古代のパワースポットか、琵琶湖岸から“不思議な力”示す祭祀遺物が大量出土の「謎」
土の中から忽然(こつぜん)と姿を現した一対の石は、国内に存在しないタイプのデザインが刻まれた短剣の「鋳型」だった-。滋賀県高島市安曇川町三尾里の上御殿遺跡で見つかった弥生時代中期-古墳時代初め(紀元前4世紀~紀元3世紀)の製作とみられる短剣の鋳型は、春秋戦国時代(紀元前770~221年)の中国北方に分布する短剣に似ていたため、青銅器文化の新たな伝来ルートを示す大発見として一躍関心を集めた。
だが、それだけではない。
この遺跡の古代の河川跡からは、人や馬をかたどりけがれを清める祭祀(さいし)具「形代(かたしろ)」が大量に出土したり、特定の人物名を7回書き連ねた甕(かめ)が見つかったりと“不思議”な力の存在がうかがえるような遺物が相次いで見つかっているのだ。研究者たちは、この遺跡周辺が古い時代から連綿と続く「水辺のパワースポットだった」とみて、今後の調査成果に熱い視線を注いでいる。
(小川勝也)
「偽物かと思った…」
今回見つかった鋳型には、柄の先に円形の装飾が2つ並ぶ「双環柄頭(そうかんつかがしら)短剣」と呼ばれる形が彫り込まれていた。これは、春秋戦国時代に中国・華北地方や内モンゴル地方で、騎馬民族が武器などとして使っていた「オルドス式短剣」に酷似していた。

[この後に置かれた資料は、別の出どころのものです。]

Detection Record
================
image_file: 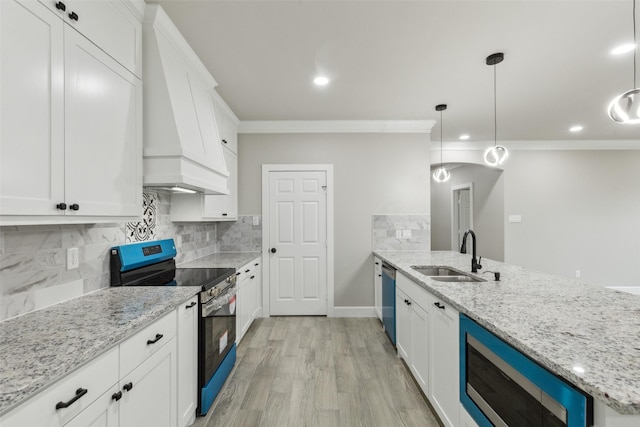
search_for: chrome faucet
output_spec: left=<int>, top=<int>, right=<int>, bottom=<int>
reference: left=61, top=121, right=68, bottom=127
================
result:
left=460, top=229, right=482, bottom=273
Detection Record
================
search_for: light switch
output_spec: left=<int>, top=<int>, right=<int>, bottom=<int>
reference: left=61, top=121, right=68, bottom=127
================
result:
left=402, top=229, right=412, bottom=238
left=396, top=230, right=402, bottom=239
left=508, top=215, right=522, bottom=223
left=252, top=216, right=260, bottom=226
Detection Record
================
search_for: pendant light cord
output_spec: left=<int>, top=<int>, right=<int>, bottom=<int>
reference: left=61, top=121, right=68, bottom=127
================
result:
left=634, top=0, right=637, bottom=88
left=493, top=63, right=498, bottom=147
left=440, top=110, right=444, bottom=167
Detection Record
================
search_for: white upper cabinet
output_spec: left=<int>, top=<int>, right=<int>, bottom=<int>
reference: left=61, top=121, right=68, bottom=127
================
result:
left=38, top=0, right=142, bottom=77
left=142, top=5, right=229, bottom=195
left=0, top=0, right=143, bottom=224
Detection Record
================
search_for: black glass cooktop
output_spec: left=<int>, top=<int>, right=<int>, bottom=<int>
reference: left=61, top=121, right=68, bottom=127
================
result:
left=131, top=267, right=235, bottom=291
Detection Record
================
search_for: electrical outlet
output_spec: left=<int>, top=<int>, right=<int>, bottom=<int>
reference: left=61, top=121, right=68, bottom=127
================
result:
left=508, top=215, right=522, bottom=223
left=396, top=230, right=402, bottom=239
left=253, top=216, right=260, bottom=226
left=576, top=270, right=581, bottom=278
left=402, top=229, right=412, bottom=239
left=67, top=247, right=79, bottom=270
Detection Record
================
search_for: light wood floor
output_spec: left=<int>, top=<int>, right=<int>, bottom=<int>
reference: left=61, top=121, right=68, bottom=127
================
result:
left=193, top=316, right=442, bottom=427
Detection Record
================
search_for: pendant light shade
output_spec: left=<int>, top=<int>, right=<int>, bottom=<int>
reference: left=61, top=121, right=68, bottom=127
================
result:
left=432, top=104, right=451, bottom=183
left=609, top=0, right=639, bottom=124
left=484, top=53, right=509, bottom=167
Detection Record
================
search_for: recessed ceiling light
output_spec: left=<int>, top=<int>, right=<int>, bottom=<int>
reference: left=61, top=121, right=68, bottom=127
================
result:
left=611, top=43, right=636, bottom=55
left=313, top=76, right=329, bottom=86
left=569, top=125, right=583, bottom=132
left=459, top=134, right=470, bottom=140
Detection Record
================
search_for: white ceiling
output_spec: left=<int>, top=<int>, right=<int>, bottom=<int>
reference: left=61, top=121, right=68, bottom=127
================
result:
left=152, top=0, right=640, bottom=142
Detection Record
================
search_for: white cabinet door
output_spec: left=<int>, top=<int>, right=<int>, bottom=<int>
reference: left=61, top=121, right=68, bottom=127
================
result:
left=177, top=297, right=198, bottom=427
left=64, top=27, right=141, bottom=217
left=374, top=257, right=382, bottom=320
left=409, top=302, right=429, bottom=395
left=251, top=264, right=262, bottom=319
left=120, top=337, right=177, bottom=427
left=64, top=386, right=119, bottom=427
left=429, top=299, right=460, bottom=427
left=40, top=0, right=141, bottom=77
left=0, top=0, right=65, bottom=216
left=235, top=275, right=249, bottom=343
left=395, top=287, right=410, bottom=362
left=203, top=147, right=237, bottom=220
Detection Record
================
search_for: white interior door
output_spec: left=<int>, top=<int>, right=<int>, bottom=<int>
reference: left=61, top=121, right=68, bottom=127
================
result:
left=452, top=183, right=473, bottom=251
left=268, top=170, right=328, bottom=315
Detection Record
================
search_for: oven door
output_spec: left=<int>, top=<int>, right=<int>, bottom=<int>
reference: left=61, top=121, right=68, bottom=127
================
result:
left=459, top=314, right=592, bottom=427
left=200, top=289, right=237, bottom=387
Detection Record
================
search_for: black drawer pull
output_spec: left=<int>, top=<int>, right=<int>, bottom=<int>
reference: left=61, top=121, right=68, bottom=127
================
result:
left=146, top=333, right=163, bottom=345
left=375, top=262, right=379, bottom=265
left=434, top=302, right=445, bottom=310
left=55, top=2, right=66, bottom=11
left=68, top=11, right=78, bottom=21
left=378, top=274, right=382, bottom=277
left=186, top=301, right=197, bottom=309
left=250, top=275, right=255, bottom=279
left=69, top=203, right=79, bottom=211
left=222, top=139, right=228, bottom=144
left=123, top=382, right=133, bottom=392
left=111, top=391, right=122, bottom=401
left=235, top=272, right=241, bottom=276
left=245, top=269, right=250, bottom=273
left=255, top=263, right=259, bottom=266
left=56, top=202, right=67, bottom=210
left=55, top=388, right=87, bottom=410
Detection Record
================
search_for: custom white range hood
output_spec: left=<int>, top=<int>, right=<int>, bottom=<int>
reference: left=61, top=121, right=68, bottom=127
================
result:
left=142, top=5, right=229, bottom=194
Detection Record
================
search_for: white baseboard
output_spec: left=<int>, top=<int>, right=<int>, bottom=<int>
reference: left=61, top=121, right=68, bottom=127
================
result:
left=332, top=306, right=376, bottom=318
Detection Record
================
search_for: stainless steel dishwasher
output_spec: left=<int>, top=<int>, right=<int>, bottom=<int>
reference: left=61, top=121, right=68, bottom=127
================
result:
left=381, top=262, right=396, bottom=345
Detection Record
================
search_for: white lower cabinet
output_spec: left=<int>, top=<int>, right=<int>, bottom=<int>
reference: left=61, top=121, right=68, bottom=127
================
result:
left=0, top=305, right=194, bottom=427
left=396, top=277, right=429, bottom=396
left=429, top=297, right=460, bottom=427
left=459, top=405, right=479, bottom=427
left=177, top=297, right=198, bottom=427
left=396, top=272, right=459, bottom=427
left=374, top=257, right=382, bottom=320
left=236, top=257, right=262, bottom=343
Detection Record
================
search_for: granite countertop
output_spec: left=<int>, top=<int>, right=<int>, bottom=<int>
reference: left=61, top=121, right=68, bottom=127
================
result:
left=178, top=251, right=261, bottom=270
left=0, top=286, right=199, bottom=417
left=374, top=250, right=640, bottom=415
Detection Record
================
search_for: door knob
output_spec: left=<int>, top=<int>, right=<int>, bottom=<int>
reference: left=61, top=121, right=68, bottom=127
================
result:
left=270, top=248, right=276, bottom=253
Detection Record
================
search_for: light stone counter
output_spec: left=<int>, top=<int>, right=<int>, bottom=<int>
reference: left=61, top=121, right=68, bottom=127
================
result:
left=0, top=286, right=199, bottom=416
left=178, top=251, right=261, bottom=270
left=374, top=250, right=640, bottom=415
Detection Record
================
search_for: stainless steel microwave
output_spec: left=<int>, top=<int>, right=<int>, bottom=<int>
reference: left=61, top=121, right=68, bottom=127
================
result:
left=459, top=314, right=593, bottom=427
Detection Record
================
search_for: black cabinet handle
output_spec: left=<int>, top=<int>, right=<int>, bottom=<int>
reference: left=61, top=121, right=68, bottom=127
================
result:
left=56, top=202, right=67, bottom=210
left=55, top=388, right=87, bottom=410
left=146, top=333, right=163, bottom=345
left=434, top=302, right=445, bottom=310
left=375, top=262, right=380, bottom=265
left=270, top=248, right=276, bottom=253
left=222, top=213, right=228, bottom=216
left=378, top=274, right=382, bottom=277
left=245, top=269, right=250, bottom=273
left=235, top=272, right=241, bottom=276
left=255, top=263, right=259, bottom=266
left=55, top=1, right=66, bottom=11
left=123, top=382, right=133, bottom=392
left=69, top=204, right=79, bottom=211
left=111, top=391, right=122, bottom=401
left=222, top=139, right=228, bottom=144
left=250, top=275, right=255, bottom=279
left=185, top=301, right=197, bottom=309
left=68, top=11, right=78, bottom=21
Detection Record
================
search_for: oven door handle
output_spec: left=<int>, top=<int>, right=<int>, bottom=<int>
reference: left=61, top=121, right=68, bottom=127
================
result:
left=202, top=286, right=237, bottom=317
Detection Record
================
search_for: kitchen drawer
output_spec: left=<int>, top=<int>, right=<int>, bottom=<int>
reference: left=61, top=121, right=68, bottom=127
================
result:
left=235, top=258, right=261, bottom=282
left=119, top=310, right=176, bottom=378
left=0, top=347, right=118, bottom=427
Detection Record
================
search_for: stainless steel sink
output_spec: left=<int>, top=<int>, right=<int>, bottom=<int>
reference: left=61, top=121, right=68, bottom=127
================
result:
left=411, top=266, right=461, bottom=276
left=431, top=275, right=486, bottom=283
left=410, top=265, right=486, bottom=283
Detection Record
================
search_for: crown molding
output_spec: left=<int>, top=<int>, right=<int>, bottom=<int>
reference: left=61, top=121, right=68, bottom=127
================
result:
left=433, top=140, right=640, bottom=151
left=238, top=120, right=436, bottom=134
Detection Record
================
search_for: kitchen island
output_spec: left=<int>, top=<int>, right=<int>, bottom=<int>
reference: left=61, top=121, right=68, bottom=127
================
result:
left=375, top=250, right=640, bottom=423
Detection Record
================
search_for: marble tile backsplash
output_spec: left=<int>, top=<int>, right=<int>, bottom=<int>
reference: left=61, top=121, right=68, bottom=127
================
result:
left=372, top=214, right=430, bottom=251
left=0, top=191, right=260, bottom=320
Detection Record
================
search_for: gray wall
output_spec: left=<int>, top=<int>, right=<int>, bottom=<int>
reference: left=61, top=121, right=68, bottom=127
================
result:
left=237, top=133, right=430, bottom=307
left=433, top=149, right=640, bottom=286
left=431, top=164, right=504, bottom=261
left=504, top=150, right=640, bottom=286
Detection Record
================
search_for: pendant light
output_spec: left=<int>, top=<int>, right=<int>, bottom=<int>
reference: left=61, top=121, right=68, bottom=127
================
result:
left=608, top=0, right=640, bottom=124
left=484, top=53, right=509, bottom=167
left=432, top=104, right=451, bottom=183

日本に銅剣文化がもたらされたルートは、朝鮮半島を経て九州北部に伝えられた、というのが定説。しかし、オルドス式短剣は日本だけでなく朝鮮半島での出土例もないことなどから、この鋳型の発見で、中国大陸から日本海を経て直接もたらされたとする新たなルートが浮上した。